Why SCSI?

Some old foggies in the computing industry (myself included) remember a time when being called “skuzzy” was a complement because we thought the speaker was referring to SCSI, or the Small Computer System Interface which for a time dominated much of the high end desktop and server market for connecting hard drives, optical drives, scanners and countless other devices.

Today it really lost ground to improved versions of IDE, SATA, USB, and IEEE-1394 on the average desktop, laptop and server, but still exists in many high end servers and is still well supported in Windows and is even seen in many people’s Home Server Consoles which may identify internal SATA drives as SCSI:

SCSI Drives

The answer to this comes from Henry Gabryjelski, a patent agent at Microsoft:

The reason requires a trip through the history of Windows NT storage (stop reading anytime).
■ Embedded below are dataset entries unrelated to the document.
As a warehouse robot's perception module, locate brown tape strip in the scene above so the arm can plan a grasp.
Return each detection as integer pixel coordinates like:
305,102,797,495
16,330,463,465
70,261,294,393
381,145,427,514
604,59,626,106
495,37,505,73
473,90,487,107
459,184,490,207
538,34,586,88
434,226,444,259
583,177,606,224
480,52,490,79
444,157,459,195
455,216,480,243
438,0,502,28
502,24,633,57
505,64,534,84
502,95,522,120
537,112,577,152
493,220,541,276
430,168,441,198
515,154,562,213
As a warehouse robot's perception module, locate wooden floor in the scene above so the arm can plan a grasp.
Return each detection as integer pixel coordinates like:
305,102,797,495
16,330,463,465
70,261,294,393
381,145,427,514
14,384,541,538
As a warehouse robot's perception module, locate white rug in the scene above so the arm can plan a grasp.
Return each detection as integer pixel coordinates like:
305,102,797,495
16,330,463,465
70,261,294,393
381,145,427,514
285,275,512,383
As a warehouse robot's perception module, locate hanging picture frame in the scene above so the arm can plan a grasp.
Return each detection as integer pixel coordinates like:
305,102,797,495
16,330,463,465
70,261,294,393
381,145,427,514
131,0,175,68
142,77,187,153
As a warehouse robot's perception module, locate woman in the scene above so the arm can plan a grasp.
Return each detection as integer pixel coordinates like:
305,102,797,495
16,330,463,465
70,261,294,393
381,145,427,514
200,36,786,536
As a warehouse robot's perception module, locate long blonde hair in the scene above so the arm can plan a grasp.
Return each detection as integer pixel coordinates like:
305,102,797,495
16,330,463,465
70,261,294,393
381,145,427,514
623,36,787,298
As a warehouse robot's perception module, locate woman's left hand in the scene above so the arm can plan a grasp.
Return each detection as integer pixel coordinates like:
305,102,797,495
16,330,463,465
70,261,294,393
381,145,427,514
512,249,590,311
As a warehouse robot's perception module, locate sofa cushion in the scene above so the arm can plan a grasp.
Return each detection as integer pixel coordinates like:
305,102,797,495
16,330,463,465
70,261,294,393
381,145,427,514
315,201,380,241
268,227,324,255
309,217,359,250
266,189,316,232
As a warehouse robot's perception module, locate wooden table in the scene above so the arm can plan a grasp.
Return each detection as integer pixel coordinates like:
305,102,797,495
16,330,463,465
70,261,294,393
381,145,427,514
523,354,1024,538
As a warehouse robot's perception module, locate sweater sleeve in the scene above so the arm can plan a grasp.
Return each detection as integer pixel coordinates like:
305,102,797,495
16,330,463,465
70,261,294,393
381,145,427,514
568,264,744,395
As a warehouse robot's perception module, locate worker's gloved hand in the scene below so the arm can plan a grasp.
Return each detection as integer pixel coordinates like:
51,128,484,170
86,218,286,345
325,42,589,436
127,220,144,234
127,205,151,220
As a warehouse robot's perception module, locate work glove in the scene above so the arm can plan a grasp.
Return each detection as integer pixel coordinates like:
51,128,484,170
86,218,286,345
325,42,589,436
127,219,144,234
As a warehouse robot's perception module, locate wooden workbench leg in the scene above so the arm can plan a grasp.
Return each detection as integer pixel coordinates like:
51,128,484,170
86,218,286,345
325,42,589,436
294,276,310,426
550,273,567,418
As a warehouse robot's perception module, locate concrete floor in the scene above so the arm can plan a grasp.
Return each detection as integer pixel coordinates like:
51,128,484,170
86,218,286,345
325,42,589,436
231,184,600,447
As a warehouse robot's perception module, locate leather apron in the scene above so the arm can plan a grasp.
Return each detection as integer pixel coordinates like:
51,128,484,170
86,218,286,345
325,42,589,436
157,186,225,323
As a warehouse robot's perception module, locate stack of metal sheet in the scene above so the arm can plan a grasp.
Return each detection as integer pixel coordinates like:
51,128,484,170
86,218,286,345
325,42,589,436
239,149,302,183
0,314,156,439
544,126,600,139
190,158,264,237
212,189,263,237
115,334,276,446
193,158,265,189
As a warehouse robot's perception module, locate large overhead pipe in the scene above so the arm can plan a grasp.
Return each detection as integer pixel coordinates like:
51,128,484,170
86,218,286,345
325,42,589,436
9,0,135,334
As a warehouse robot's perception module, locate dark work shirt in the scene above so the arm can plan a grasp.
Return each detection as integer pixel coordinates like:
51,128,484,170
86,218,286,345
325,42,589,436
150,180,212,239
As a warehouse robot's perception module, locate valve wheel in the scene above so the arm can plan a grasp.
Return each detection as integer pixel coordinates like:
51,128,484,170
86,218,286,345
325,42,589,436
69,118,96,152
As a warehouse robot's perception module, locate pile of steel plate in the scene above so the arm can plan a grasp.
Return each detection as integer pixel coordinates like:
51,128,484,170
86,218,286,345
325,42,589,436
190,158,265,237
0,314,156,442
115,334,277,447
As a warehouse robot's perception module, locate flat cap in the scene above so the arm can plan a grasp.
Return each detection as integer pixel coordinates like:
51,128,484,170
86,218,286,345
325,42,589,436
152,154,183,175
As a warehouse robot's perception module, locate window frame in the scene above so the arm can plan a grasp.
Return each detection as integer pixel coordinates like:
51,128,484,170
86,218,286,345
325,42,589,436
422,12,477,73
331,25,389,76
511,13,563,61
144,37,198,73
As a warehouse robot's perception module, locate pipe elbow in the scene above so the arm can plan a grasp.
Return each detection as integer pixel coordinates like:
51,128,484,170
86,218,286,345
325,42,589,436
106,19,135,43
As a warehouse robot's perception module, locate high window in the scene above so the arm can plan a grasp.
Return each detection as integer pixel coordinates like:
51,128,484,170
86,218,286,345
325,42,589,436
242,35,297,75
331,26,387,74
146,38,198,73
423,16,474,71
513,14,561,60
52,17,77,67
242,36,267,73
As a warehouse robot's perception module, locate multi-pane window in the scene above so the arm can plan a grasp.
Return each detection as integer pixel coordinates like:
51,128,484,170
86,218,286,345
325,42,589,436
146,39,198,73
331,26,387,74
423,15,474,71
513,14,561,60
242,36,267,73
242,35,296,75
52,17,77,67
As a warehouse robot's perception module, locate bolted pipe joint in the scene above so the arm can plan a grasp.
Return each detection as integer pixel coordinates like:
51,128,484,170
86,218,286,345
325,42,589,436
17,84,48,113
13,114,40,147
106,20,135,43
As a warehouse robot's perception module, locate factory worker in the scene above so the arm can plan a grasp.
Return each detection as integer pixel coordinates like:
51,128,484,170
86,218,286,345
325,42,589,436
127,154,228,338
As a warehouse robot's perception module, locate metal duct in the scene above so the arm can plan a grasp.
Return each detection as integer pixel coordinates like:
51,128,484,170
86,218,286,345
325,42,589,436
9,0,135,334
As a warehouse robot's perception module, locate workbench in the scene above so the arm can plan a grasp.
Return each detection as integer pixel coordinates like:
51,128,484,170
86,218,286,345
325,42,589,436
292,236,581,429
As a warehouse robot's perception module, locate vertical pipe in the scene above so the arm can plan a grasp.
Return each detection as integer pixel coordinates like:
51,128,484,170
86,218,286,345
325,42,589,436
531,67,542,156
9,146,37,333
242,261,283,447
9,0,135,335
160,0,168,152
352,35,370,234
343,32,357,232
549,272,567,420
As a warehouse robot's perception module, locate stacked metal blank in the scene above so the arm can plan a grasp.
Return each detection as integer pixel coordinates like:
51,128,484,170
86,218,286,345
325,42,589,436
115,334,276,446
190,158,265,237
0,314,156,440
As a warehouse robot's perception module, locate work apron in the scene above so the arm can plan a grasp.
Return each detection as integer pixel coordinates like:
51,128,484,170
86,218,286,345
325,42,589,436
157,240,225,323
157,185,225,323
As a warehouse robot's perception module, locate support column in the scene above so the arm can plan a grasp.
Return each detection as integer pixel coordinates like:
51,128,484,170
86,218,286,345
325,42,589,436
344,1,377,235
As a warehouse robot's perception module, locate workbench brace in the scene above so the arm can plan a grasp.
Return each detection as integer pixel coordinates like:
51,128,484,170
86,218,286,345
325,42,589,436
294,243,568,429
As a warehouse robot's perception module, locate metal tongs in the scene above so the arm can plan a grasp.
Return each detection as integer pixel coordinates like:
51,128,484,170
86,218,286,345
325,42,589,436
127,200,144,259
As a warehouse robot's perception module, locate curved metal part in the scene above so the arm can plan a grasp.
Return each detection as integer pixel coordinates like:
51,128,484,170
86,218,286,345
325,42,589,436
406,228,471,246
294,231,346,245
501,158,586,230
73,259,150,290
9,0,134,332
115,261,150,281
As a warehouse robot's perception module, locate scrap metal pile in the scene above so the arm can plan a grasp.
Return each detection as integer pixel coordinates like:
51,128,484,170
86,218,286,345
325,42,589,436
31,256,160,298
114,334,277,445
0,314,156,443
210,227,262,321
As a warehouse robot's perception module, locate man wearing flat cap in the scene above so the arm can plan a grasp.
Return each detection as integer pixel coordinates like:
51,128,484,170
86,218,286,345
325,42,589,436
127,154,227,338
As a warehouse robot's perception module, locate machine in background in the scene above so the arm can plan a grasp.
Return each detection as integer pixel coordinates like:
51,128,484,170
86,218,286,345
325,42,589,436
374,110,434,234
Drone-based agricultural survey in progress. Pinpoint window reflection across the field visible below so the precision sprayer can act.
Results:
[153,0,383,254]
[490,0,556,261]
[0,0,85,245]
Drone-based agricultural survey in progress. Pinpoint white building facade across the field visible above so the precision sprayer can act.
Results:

Short answer: You’re using a 3rd party driver to control the SATA adapter, which reports itself as a “SCSI” controller.

Long answer:

ATA miniports in Windows (until Vista) had no capability to support more than one outstanding request at a time.  This is because ATA devices were originally able to handle only a single request at a time.  Although native command queuing (NCQ -- multiple outstanding requests) was added to Parallel ATA (PATA), the implementations were so ... diverse ... that supporting them was not possible for Microsoft, thus no support added.

Of course, vendors thought that NCQ was the best thing since sliced bread, since it improved performance of the drives.  Therefore, they used another driver model, that of the SCSI miniport driver, to control their hardware.  It provided the ability to have multiple outstanding requests, therefore enabling NCQ.  Due to the different means of reporting device IDs between SCSI and ATA, however, there were some oddities that resulted.  One of these oddities is that the drive is reported as “SCSI”.  Another oddity is that the SCSI INQUIRY data may not fully match the ATA IDENTIFY DATA, since the identifier fields have different fields of different lengths.

So, you have a 3rd party SATA controller driver, and thus see “SCSI” even though it’s really SATA.

There’s one question answered, only another now remains: “Why on earth does a patent agent know such things?” The answer to that is far simpler: Henry is a former Windows Storage Driver Developer.